“Nay! thou wine-bibber,” she shrilled. “What if thy mistress did place the safekeeping of the white woman in thy useless hands? Nay! thou shalt not push me to the side of this accursed path so that thy legs, which may Allah strike with numbness, may carry thee with speed to the post thou didst forget in thy drunkenness. Keep thou behind me, lest I break the jar upon thy empty head and waste the precious water upon thy unclean body, which is fit carrion for the birds of prey. What sayest thou? Thou wouldst but look upon the white woman? So that thou mayst see her with thine own eyes? Verily shalt thou, if thou canst see for the wine with which thou hast filled thy vile and accursed body.”

Yussuf lifted Helen bodily into his arms.

“‘If thou seest a wall inclining, run from under it.’” He quoted the proverb as he carried her swiftly up the mountainside by a steep short cut, as sure-footed as a goat, as certain of his path as if he had eyes. “It is not the hour, but let her Excellency remember that Yussuf is her servant in all things.” He put her gently on her feet upon a ledge from which she could climb to the platform. “Remember, too, that when the hour does strike, then will Yussuf strike also. ‘Patience brings victory to the blind and to the prisoner.’”

A few moments later Helen stood just inside the doorway, listening to the violent altercation upon the steps.

There came the crash of a breaking jar, torrents of execration and imprecation, then silence, and, in spite of her disappointment, she smiled as she watched Namlah, slowly and with much dignity, climbing the steps, with a dripping wet individual in the rear.

“Seest thou the white woman with thine own eyes?
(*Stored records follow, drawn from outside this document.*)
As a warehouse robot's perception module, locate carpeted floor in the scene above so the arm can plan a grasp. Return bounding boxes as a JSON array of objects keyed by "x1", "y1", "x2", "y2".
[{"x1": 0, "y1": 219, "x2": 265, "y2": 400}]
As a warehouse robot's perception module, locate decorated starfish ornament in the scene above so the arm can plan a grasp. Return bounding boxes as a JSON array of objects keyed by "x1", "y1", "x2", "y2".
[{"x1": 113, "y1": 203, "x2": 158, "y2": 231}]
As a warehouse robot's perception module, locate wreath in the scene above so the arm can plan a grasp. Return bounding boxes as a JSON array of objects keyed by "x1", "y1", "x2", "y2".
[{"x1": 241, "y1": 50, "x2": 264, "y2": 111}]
Yea! Then sit thou there, thou dog!” cried Namlah at the top of her voice. “Nay, upon the second step. Wouldst force thy company upon thy betters? And may Allah strike thee with cold for having forgotten thy duty to thy mistress, so that thou diest of palsy before the dawn.”

There was a twinkle of laughter in the depths of the brown eyes as she combed the prisoner’s golden hair.

Is not intrigue as the breath of life to the Oriental?